H1["Hash(doc-A) → Shard 0"]
H2["Hash(doc-B) → Shard 2"]
H3["Hash(doc-C) → Shard 1"]
end
Properties:
-
Each shard owns a range on a hash ring (using virtual nodes for even distribution)
-
Document ID → hash → ring position → assigned shard (deterministic)
-
Adding a shard migrates only affected documents (minimal data movement)
-
Shard count changes apply without full cluster restart
Each shard maintains configurable replicas for fault tolerance.
| Behavior | Details |
|---|---|
| Writes | Go to primary, replicate to all replicas within 2s |
| Reads | Served from any fully-synchronized replica |
| Primary failure | Replica promoted within 10 seconds |
| Recovery | Delta sync only (data changed since failure) |
Heartbeat-based cluster membership tracking.

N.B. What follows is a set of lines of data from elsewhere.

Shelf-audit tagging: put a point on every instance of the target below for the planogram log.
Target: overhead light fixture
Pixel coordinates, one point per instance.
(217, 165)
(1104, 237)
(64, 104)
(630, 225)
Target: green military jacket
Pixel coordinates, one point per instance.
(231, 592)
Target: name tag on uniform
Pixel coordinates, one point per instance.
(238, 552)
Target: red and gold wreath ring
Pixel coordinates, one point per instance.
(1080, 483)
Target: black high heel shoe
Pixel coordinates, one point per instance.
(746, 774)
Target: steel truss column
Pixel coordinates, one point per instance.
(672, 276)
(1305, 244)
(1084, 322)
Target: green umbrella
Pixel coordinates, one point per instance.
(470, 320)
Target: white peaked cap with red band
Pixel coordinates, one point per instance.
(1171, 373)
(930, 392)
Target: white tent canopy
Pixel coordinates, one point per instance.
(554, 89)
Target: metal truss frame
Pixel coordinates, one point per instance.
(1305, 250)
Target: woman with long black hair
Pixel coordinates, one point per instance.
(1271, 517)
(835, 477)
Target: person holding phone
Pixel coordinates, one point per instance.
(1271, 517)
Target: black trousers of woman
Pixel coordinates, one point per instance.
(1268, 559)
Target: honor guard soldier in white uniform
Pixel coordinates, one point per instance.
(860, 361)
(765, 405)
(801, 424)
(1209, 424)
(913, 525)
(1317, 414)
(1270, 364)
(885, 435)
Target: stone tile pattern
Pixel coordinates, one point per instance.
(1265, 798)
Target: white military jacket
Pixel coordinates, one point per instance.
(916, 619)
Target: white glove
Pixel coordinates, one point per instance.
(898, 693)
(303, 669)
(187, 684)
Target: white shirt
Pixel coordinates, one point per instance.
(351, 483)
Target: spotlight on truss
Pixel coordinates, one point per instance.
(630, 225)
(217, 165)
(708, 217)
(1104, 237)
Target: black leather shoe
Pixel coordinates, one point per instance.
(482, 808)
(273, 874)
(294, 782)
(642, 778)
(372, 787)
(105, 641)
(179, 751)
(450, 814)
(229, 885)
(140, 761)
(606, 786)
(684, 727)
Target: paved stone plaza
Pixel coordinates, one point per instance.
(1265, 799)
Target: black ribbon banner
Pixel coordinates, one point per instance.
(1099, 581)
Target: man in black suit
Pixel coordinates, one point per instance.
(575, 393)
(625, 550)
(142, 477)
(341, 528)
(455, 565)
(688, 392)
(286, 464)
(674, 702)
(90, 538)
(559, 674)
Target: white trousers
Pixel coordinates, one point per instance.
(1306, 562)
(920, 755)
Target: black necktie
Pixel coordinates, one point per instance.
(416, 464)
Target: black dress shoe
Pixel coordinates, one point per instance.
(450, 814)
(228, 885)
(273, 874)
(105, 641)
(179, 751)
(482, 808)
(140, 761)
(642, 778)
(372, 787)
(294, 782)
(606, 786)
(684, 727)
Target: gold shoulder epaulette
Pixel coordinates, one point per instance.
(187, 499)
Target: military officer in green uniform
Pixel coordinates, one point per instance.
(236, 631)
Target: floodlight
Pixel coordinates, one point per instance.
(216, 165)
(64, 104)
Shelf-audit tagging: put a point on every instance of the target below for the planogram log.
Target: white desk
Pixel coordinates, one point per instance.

| Parameter | Default | Range |
|---|---|---|
heartbeatInterval |
2s | 500ms–30s |
heartbeatTimeout |
10s | 3s–120s |
Behavior:
-
Nodes send periodic heartbeats to announce liveness
-
Missing heartbeats beyond timeout → node marked unavailable
-
New nodes trigger shard rebalancing within 5 seconds
-
All active nodes converge to the same membership view within 5 seconds
sequenceDiagram
participant Client as 👤 Client
participant Coord as 🧭 Coordinator
participant S0 as 💾 Shard 0
participant S1 as 💾 Shard 1
participant S2 as 💾 Shard 2
Client->>Coord: Search request
par Fan-out (parallel gRPC)
Coord->>S0: Query
Coord->>S1: Query
Coord->>S2: Query
end
S0-->>Coord: Results
S1-->>Coord: Results
S2-->>Coord: Results
Note over Coord: Merge by score + dedup by ID
Coord-->>Client: ✨ Global top-K results
Note
If some shards timeout, the coordinator returns partial results from responding shards plus metadata indicating which shards were unreachable.
-
All nodes must run the same Spector version
-
Nodes must be reachable via gRPC (default port: 9090)
-
Network latency between nodes should be <10ms for optimal performance
Node 1 (seed node):
java -jar spector-node.jar \
--cluster-mode \
--node-id node-1 \
--grpc-port 9090 \
--shard-count 4 \
--replica-count 2 \
--seeds node-1:9090Node 2:
java -jar spector-node.jar \
--cluster-mode \
--node-id node-2 \
--grpc-port 9090 \
--shard-count 4 \
--replica-count 2 \
--seeds node-1:9090Node 3:
java -jar spector-node.jar \
--cluster-mode \
--node-id node-3 \
--grpc-port 9090 \
--shard-count 4 \
--replica-count 2 \
--seeds node-1:9090curl http://node-1:7070/api/v1/status{
"status": "RUNNING",
"clusterMode": true,
"activeNodes": 3,
"shardCount": 4,
"replicaCount": 2,
"topology": {
"node-1": {"status": "ACTIVE", "shards": [0, 1]},
"node-2": {"status": "ACTIVE", "shards": [2, 3]},
"node-3": {"status": "ACTIVE", "shards": ["0-replica", "2-replica"]}
}
}For production deployments, enable TLS on gRPC communication:
java -jar spector-node.jar \
--cluster-mode \
--grpc-port 9090 \
--grpc-tls \
--grpc-cert /path/to/cert.pem \
--grpc-key /path/to/key.pem \
--grpc-ca /path/to/ca.pemgraph TD
A["💥 Node fails"] --> B["💓 Heartbeat timeout detected"]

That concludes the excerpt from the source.